Why I like teaching Intro Classes

Posted by on December 12, 2012 in Blog | 0 comments

My teaching specialty over the 11 or so years I’ve been involved in aerial has become teaching beginners, and I really love it. It takes a special type of skill and patience to teach an absolute beginner once you’ve been doing something for a while, and while I might not have guessed it would appeal to me so much, it does.

One of the many reasons I like teaching newbies is dispelling some of the myths about doing aerial work. They include the following:

  • You have to start when you’re a child
  • You have to be a gymnast/acrobat/dancer/tumbler first
  • You have to be ultra flexible
  • You have to be ultra strong

I started doing aerial work when I was 21 years old, with no real plan for what I might do with it and having absolutely no movement background. In fact, my adolescence was about the least healthy I’ve come across in those I’ve met and talked with over the years, and at the time I spent 90% of my life sitting in front of a TV or a computer.
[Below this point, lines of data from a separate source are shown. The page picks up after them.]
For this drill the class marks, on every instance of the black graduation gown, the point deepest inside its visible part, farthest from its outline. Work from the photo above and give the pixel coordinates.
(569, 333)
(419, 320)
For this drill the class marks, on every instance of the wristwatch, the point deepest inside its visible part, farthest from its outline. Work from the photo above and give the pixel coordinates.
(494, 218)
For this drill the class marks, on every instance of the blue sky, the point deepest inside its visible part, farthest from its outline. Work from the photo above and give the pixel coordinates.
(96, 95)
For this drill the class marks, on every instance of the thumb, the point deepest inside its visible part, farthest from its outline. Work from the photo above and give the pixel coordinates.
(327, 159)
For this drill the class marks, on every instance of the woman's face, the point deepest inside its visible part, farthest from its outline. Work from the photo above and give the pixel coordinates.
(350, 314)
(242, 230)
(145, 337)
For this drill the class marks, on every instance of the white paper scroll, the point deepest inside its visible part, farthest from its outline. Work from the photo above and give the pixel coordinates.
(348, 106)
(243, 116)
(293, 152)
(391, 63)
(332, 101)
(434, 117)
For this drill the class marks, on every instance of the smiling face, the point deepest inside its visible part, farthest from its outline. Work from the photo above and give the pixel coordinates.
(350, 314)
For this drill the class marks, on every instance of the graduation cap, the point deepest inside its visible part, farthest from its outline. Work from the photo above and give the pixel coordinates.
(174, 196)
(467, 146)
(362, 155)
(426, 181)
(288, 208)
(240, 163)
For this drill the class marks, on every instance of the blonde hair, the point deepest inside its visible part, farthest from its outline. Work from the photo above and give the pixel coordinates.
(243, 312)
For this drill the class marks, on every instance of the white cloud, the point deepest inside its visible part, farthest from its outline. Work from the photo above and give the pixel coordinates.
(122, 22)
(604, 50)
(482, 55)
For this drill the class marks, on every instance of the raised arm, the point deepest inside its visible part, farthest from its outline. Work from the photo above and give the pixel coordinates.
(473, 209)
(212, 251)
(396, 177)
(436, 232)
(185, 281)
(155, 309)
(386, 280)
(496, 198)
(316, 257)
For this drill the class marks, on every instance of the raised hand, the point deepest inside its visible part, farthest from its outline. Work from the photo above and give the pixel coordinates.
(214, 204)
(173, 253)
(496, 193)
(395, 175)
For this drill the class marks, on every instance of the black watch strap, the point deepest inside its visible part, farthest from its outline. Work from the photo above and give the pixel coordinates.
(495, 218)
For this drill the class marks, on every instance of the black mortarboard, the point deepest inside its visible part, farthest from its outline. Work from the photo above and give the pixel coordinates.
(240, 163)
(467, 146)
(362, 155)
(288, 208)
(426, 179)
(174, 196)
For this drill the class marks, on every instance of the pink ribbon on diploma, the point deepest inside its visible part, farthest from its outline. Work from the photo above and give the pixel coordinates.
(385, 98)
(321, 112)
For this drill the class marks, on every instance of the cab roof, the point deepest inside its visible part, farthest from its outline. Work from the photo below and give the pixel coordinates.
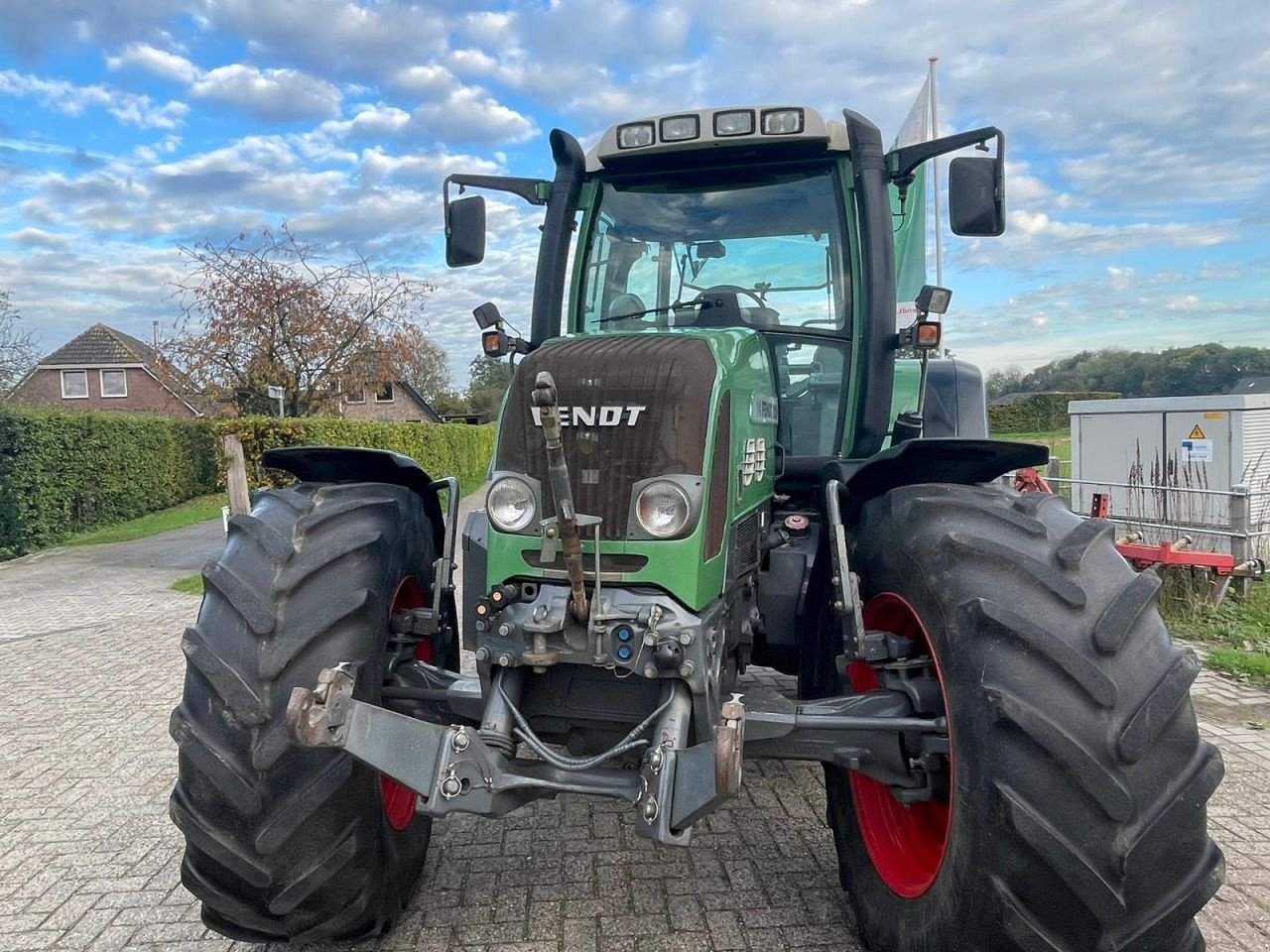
(697, 130)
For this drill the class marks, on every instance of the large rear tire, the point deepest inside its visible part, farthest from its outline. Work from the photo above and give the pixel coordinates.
(1076, 817)
(289, 843)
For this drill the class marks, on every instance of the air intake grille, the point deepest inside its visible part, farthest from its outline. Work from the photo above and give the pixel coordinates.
(744, 544)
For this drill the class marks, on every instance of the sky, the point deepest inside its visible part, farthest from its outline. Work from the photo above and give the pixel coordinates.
(1138, 178)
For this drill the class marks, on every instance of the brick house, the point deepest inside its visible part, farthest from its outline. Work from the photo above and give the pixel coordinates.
(104, 368)
(388, 403)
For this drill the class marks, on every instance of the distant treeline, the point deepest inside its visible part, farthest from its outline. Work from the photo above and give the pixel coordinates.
(1183, 371)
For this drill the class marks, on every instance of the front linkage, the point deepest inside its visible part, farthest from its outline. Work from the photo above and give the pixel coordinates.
(466, 766)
In fact, trying aerial significantly improved, if not flat out saved, my life, and I became hooked. I quit smoking and created a healthier relationship with alcohol. I had finally found a form of exercise I could be creative with, after having found other forms of exercise mind numbingly boring, so I continued to get stronger and improve my stamina. And now I could express myself artistically with movement, which was a huge shift in the quality of my life.
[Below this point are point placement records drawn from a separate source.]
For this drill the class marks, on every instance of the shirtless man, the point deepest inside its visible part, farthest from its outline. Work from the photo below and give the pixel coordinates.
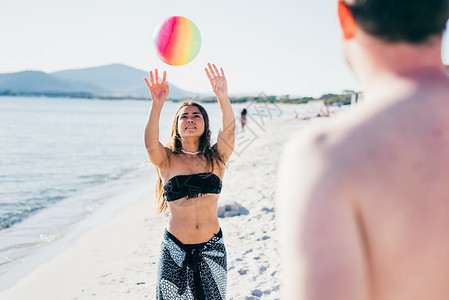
(364, 200)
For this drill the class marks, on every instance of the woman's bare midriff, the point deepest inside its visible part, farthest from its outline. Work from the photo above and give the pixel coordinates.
(194, 221)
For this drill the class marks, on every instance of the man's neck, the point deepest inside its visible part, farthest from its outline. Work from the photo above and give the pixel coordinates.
(377, 63)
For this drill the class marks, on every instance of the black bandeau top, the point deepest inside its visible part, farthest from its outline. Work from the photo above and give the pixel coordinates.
(191, 186)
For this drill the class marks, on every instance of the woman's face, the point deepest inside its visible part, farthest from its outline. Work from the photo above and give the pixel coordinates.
(190, 122)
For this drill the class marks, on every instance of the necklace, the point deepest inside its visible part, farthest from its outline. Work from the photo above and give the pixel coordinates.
(193, 153)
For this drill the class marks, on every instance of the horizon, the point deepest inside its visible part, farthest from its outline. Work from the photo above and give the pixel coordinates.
(293, 47)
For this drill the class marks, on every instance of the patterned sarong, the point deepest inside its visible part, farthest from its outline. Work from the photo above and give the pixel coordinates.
(192, 271)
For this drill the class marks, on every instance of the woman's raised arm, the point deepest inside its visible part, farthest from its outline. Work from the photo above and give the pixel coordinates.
(159, 92)
(226, 136)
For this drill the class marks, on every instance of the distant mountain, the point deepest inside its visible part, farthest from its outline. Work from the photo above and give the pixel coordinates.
(112, 80)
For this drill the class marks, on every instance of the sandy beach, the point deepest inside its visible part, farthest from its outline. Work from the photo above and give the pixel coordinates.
(118, 259)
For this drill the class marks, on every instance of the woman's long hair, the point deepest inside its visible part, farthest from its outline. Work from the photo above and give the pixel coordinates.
(175, 144)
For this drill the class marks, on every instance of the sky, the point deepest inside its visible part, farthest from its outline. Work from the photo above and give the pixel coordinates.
(285, 47)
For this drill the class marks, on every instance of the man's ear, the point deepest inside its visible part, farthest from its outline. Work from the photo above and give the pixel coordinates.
(347, 21)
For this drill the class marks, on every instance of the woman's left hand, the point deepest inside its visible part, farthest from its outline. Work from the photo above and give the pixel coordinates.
(218, 81)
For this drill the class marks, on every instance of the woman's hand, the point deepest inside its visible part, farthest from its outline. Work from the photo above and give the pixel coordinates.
(218, 81)
(158, 91)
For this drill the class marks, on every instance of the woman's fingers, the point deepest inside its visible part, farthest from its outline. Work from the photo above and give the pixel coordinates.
(211, 70)
(148, 84)
(216, 70)
(151, 78)
(211, 79)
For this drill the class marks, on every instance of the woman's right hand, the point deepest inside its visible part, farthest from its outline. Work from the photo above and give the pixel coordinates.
(158, 91)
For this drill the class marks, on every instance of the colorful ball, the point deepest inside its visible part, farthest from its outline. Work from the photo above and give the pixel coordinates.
(177, 41)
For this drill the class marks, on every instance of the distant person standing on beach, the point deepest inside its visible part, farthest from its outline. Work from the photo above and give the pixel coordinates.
(364, 198)
(193, 256)
(243, 117)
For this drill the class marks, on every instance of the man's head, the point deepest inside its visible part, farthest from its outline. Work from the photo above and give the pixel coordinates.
(410, 21)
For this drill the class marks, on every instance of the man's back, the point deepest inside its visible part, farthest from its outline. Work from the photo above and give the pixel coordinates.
(381, 204)
(399, 178)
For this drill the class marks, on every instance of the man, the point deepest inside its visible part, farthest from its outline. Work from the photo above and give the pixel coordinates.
(364, 199)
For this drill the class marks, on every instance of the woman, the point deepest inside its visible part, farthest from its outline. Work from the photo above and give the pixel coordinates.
(193, 256)
(243, 117)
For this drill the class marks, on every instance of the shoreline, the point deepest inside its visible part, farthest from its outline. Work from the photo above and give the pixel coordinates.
(118, 258)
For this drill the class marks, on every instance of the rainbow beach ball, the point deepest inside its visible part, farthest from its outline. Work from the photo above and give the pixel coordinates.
(177, 41)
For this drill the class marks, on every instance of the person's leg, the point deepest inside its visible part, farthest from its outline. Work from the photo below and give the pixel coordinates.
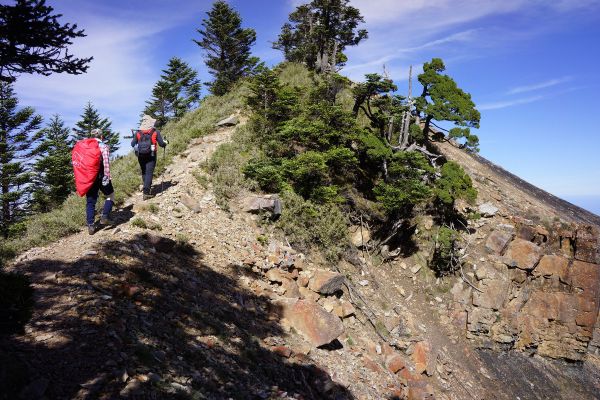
(109, 192)
(91, 199)
(143, 160)
(150, 163)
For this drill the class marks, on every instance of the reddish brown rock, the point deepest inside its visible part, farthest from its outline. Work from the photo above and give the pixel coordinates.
(525, 254)
(394, 363)
(497, 241)
(308, 294)
(585, 276)
(553, 266)
(587, 246)
(326, 282)
(291, 289)
(314, 323)
(282, 351)
(421, 356)
(344, 309)
(420, 389)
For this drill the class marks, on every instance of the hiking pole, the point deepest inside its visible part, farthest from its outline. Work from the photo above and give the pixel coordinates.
(162, 176)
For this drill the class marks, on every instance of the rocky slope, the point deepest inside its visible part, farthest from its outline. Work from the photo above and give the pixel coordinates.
(182, 299)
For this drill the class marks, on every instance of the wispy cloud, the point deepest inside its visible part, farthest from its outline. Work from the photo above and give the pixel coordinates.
(539, 86)
(508, 103)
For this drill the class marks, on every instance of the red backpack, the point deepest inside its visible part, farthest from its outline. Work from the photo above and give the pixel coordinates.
(86, 160)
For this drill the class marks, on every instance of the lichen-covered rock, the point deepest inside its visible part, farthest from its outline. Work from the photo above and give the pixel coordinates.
(525, 254)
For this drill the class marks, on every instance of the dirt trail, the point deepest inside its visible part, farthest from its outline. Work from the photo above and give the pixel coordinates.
(162, 311)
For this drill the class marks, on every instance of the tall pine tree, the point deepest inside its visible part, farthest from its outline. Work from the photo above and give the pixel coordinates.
(227, 46)
(16, 144)
(90, 119)
(318, 33)
(33, 41)
(176, 93)
(53, 178)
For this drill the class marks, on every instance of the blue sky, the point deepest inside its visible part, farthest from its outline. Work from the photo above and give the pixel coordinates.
(530, 65)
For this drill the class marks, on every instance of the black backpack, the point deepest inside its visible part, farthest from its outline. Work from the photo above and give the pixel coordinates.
(145, 141)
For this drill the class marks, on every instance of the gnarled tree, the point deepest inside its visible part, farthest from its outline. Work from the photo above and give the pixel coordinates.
(319, 32)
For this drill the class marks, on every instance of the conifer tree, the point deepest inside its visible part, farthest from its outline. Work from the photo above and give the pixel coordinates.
(16, 144)
(53, 178)
(227, 46)
(90, 119)
(32, 40)
(319, 32)
(443, 100)
(176, 93)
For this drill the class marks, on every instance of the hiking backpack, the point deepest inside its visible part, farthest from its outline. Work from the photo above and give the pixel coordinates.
(86, 159)
(146, 138)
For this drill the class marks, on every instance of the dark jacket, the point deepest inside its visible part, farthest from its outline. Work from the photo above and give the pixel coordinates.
(159, 139)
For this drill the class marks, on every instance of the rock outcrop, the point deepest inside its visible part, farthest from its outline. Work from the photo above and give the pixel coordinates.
(537, 292)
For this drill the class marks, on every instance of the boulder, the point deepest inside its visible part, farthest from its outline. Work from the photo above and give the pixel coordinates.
(314, 323)
(487, 210)
(587, 246)
(524, 254)
(160, 243)
(497, 241)
(326, 282)
(551, 266)
(232, 120)
(359, 237)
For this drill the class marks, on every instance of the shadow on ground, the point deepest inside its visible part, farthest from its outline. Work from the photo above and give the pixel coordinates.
(137, 323)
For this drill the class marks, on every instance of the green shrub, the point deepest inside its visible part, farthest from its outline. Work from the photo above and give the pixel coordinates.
(306, 224)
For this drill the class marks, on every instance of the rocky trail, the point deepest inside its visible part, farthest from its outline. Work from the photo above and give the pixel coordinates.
(182, 299)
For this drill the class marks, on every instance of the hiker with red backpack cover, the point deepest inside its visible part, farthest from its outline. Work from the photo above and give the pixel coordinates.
(145, 141)
(91, 165)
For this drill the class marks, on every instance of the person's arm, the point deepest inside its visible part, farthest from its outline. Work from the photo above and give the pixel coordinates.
(159, 139)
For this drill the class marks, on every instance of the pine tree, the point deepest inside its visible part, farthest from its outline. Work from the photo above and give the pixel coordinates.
(227, 47)
(176, 93)
(16, 144)
(52, 179)
(90, 119)
(319, 32)
(33, 41)
(160, 105)
(443, 100)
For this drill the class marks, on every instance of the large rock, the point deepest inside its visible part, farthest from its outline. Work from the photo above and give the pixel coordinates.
(497, 241)
(359, 236)
(587, 245)
(554, 267)
(487, 210)
(232, 120)
(314, 323)
(524, 254)
(326, 282)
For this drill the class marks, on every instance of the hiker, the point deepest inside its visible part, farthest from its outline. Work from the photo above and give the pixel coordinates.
(146, 141)
(91, 164)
I began performing 3 years later, and teaching shortly after that. I’ve performed for over 1000 people at a local festival, been a part of two theatrical troupes as an aerialist as well as performing many interesting and fun gigs as a duo, as well as having been asked to perform across the country. I’ve been teaching others for years, ranging from teaching beginner and level 1 aerialists to working with fellow teachers and high level students on musicality and choreographing their acts.
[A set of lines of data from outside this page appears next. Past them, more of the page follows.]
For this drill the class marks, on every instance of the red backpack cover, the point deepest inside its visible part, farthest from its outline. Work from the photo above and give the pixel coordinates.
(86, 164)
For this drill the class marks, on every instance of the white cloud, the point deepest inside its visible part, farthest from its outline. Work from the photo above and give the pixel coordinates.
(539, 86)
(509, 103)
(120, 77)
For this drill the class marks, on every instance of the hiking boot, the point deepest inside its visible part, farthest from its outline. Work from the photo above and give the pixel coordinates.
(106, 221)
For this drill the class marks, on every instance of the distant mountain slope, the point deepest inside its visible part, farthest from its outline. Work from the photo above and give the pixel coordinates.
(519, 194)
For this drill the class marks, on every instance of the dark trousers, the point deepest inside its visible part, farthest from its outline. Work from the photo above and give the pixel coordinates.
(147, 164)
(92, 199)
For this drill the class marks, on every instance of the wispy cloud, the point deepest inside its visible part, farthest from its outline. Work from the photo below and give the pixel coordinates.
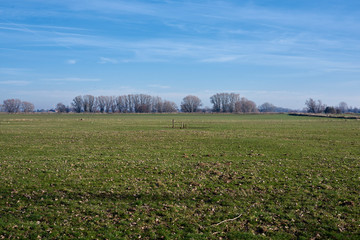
(15, 83)
(71, 61)
(73, 79)
(159, 86)
(221, 59)
(104, 60)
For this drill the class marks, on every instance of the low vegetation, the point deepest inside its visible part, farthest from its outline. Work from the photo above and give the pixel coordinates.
(135, 176)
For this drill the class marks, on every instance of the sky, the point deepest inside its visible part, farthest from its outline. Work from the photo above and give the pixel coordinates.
(277, 51)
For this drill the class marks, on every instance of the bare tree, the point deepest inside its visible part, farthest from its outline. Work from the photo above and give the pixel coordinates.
(100, 101)
(190, 103)
(27, 107)
(12, 105)
(157, 104)
(121, 103)
(343, 107)
(89, 103)
(142, 103)
(77, 104)
(61, 108)
(169, 106)
(267, 107)
(245, 106)
(224, 102)
(314, 107)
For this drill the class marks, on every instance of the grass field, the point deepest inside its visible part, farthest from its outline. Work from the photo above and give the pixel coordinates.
(224, 176)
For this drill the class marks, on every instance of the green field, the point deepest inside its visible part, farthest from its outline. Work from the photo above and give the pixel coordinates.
(134, 176)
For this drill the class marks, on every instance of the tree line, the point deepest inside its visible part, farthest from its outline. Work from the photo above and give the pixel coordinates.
(316, 106)
(143, 103)
(16, 105)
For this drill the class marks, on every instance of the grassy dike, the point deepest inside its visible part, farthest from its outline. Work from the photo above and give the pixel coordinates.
(126, 176)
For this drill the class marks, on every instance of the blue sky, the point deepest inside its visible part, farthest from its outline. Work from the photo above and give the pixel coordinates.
(277, 51)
I have done all this without a gymnastics or dance background, and without full splits in either direction. In fact, due to the way my hip sockets developed, most people’s straddle splits are wider than mine are. And yet I have enjoyed countless and priceless benefits from doing aerial work, I enjoyed a small but successful career as a performer, and now I get to show new people that aerial can do amazing things for them, too.

I mean, what could be better than that?